If, years ago, you'd suggested to me the likes of Adam Sandler and Ben Stiller could handily outshine Dustin Hoffman and Emma Thompson in the same picture...well, I would've been far less than convinced.
Alas, that is very much the case in The Meyerowitz Stories (New and Selected), the surprisingly pale latest film from writer/director Noah Baumbach.
In the film, Sandler and Stiller portray siblings Danny and Matthew who, alongside sister Jean (Elizabeth Marvel), are reconnected in advance of their sculptor father Harold (Dustin Hoffman)'s career retrospective on his work. Danny has inherited some of his dad's artistic talent but is poor. Matthew may not have an inventive bone in his body but is a successful and wealthy financial planner. Both are unhappy, as is the timid Jean, and Harold isn't much more jovial, especially after witnessing the grand success of an old friend (Judd Hirsch) who recently had his own art show. No surprise, a tragedy strikes that brings long-isolated forces together.
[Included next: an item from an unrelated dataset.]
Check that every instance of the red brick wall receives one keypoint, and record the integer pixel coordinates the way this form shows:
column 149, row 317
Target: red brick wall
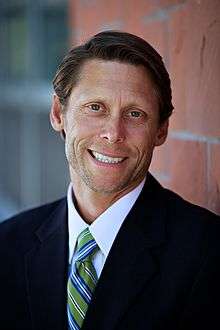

The Meyerowitz Stories isn't without its pleasures. Both Sandler and Stiller are really quite wonderful, the former in particular shining after all too many years attaching himself to cinematic dreck. Marvel is strong too, even if Jean feels terribly underwritten, and Candice Bergen shows up for a boffo cameo as Harold's third wife (and Matthew's mom) who regrets paying scant attention to Danny and Jean as they grew up.
The picture has been sold as a sort of cross between Woody Allen and Wes Anderson but Baumbach's proceedings hardly match the sharpness of either of those two filmmakers' work, even third-tier Allen or Anderson. The film, despite some great acting, is curiously uninvolving for the most part and I wasn't too fond of Hoffman's dreary, sad sack portrayal of Harold, nor Emma Thompson's turn as the sculptor's latest wife, a one-note hippie caricature that plays more like a SNL character than actual human being.
Fans of Sandler and Stiller ought to check this out but keep those expectations modest.